A final question must be asked. Will I be able to convince my editor that this collection of random facts strung together by insinuating questions is in fact a piece of investigative journalism? Actually, that one we know the answer to.
1 These statements were confirmed by sources who prefer to remain anonymous. They may or may not consist entirely of DSK’s defense team, feeding me selective information they obtained from the prosecutor during discovery.

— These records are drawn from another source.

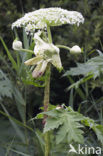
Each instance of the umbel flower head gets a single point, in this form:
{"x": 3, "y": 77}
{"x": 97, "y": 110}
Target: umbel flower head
{"x": 45, "y": 53}
{"x": 39, "y": 19}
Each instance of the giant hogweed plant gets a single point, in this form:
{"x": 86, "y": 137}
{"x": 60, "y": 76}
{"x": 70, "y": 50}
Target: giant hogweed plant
{"x": 66, "y": 124}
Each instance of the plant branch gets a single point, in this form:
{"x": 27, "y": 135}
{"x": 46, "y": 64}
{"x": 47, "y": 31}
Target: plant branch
{"x": 64, "y": 47}
{"x": 46, "y": 99}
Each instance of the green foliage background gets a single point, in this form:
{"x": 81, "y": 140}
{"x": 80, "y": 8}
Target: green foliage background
{"x": 89, "y": 36}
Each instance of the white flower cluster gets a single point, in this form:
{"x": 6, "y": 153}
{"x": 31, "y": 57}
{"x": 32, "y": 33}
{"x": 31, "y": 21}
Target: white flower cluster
{"x": 39, "y": 19}
{"x": 45, "y": 53}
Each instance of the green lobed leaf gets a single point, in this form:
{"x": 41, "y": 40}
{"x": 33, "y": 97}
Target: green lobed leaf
{"x": 67, "y": 125}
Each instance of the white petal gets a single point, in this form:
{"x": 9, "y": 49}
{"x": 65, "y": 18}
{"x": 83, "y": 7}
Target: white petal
{"x": 33, "y": 61}
{"x": 17, "y": 45}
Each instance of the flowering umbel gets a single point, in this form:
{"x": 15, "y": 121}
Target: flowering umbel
{"x": 45, "y": 53}
{"x": 39, "y": 19}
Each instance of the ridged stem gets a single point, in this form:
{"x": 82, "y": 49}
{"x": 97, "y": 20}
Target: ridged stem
{"x": 46, "y": 98}
{"x": 46, "y": 103}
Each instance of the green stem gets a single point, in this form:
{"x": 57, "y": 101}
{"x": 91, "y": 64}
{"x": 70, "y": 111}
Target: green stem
{"x": 26, "y": 50}
{"x": 64, "y": 47}
{"x": 46, "y": 103}
{"x": 49, "y": 34}
{"x": 46, "y": 99}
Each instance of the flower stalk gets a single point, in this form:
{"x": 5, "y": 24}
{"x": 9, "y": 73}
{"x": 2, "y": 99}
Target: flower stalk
{"x": 46, "y": 99}
{"x": 46, "y": 103}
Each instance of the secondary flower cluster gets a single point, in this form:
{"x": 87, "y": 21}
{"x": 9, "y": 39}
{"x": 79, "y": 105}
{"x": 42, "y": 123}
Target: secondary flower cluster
{"x": 48, "y": 16}
{"x": 45, "y": 53}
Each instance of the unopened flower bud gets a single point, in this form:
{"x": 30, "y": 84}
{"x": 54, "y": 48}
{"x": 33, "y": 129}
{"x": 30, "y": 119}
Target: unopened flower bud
{"x": 17, "y": 45}
{"x": 75, "y": 50}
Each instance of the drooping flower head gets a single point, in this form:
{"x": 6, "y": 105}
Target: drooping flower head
{"x": 39, "y": 19}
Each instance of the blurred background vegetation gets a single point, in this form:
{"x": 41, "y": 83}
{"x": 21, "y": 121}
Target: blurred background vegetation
{"x": 23, "y": 101}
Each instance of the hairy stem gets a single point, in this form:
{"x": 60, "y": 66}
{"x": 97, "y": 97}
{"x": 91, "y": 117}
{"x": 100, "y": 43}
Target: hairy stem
{"x": 46, "y": 99}
{"x": 64, "y": 47}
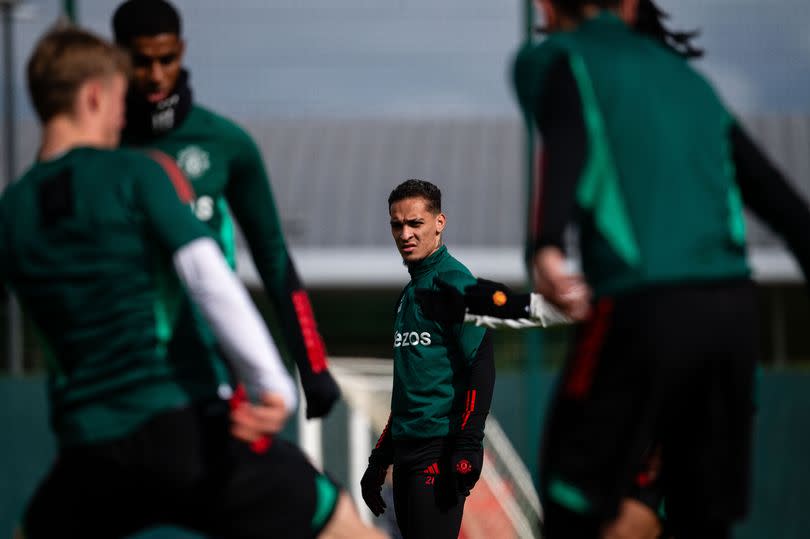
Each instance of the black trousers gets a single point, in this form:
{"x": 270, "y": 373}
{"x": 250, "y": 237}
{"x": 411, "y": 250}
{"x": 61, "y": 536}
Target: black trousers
{"x": 426, "y": 501}
{"x": 183, "y": 468}
{"x": 670, "y": 365}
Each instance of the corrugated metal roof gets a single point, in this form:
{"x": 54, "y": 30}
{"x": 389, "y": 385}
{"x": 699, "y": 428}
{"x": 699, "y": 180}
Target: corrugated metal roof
{"x": 332, "y": 177}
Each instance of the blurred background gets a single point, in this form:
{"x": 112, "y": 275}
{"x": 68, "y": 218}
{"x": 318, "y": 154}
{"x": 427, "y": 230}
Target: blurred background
{"x": 346, "y": 99}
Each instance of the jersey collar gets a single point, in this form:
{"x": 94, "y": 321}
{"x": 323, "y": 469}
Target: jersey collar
{"x": 425, "y": 266}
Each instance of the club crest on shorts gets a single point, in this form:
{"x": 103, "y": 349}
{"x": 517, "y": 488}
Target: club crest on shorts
{"x": 194, "y": 161}
{"x": 463, "y": 466}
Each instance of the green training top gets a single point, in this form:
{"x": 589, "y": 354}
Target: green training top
{"x": 228, "y": 175}
{"x": 657, "y": 190}
{"x": 431, "y": 359}
{"x": 86, "y": 241}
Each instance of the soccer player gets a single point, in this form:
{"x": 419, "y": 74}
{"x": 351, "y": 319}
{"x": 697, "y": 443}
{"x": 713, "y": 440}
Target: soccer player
{"x": 102, "y": 250}
{"x": 444, "y": 376}
{"x": 228, "y": 175}
{"x": 640, "y": 152}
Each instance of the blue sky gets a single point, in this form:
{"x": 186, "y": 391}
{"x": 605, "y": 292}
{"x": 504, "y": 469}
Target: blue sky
{"x": 254, "y": 58}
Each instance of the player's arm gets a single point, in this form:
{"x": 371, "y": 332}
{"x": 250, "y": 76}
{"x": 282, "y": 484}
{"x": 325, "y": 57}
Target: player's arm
{"x": 555, "y": 106}
{"x": 251, "y": 200}
{"x": 5, "y": 256}
{"x": 382, "y": 456}
{"x": 468, "y": 453}
{"x": 211, "y": 284}
{"x": 489, "y": 304}
{"x": 766, "y": 191}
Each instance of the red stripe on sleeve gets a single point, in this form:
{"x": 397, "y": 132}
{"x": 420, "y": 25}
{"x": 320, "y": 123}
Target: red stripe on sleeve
{"x": 469, "y": 408}
{"x": 584, "y": 363}
{"x": 316, "y": 351}
{"x": 181, "y": 184}
{"x": 536, "y": 210}
{"x": 385, "y": 431}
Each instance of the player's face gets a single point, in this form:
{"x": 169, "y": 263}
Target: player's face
{"x": 417, "y": 231}
{"x": 156, "y": 62}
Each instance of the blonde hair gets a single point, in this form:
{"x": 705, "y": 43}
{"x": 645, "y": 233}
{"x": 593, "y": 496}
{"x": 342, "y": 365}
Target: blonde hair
{"x": 64, "y": 59}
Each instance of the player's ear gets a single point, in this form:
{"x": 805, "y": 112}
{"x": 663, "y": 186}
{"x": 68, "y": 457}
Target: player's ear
{"x": 182, "y": 50}
{"x": 89, "y": 96}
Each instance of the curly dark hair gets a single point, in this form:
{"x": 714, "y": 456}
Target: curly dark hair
{"x": 138, "y": 18}
{"x": 650, "y": 22}
{"x": 418, "y": 188}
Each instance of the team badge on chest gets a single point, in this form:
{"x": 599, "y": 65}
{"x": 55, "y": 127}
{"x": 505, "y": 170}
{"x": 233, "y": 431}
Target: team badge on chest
{"x": 194, "y": 161}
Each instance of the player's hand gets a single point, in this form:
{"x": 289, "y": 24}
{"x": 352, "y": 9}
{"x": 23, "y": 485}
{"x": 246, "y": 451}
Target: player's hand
{"x": 371, "y": 487}
{"x": 445, "y": 304}
{"x": 467, "y": 466}
{"x": 251, "y": 422}
{"x": 635, "y": 521}
{"x": 553, "y": 281}
{"x": 321, "y": 393}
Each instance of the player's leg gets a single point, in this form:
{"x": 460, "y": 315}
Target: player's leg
{"x": 640, "y": 510}
{"x": 603, "y": 411}
{"x": 274, "y": 493}
{"x": 86, "y": 495}
{"x": 707, "y": 452}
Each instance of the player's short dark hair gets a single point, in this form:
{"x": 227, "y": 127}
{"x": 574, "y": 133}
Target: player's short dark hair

2 I can be so precise because these surveillance tapes have this little time thingy in the corner. Want to know when the salads arrived? 1:20PM. The bill? 1:54. Of course I could have simply said that DSK had lunch with his daughter and then caught a cab. But the precision about ultimately unimportant details allows me to give the impression that I’m building a carefully constructed theory of what happened, and it fills space.
3 See how it’s all beginning to fit together!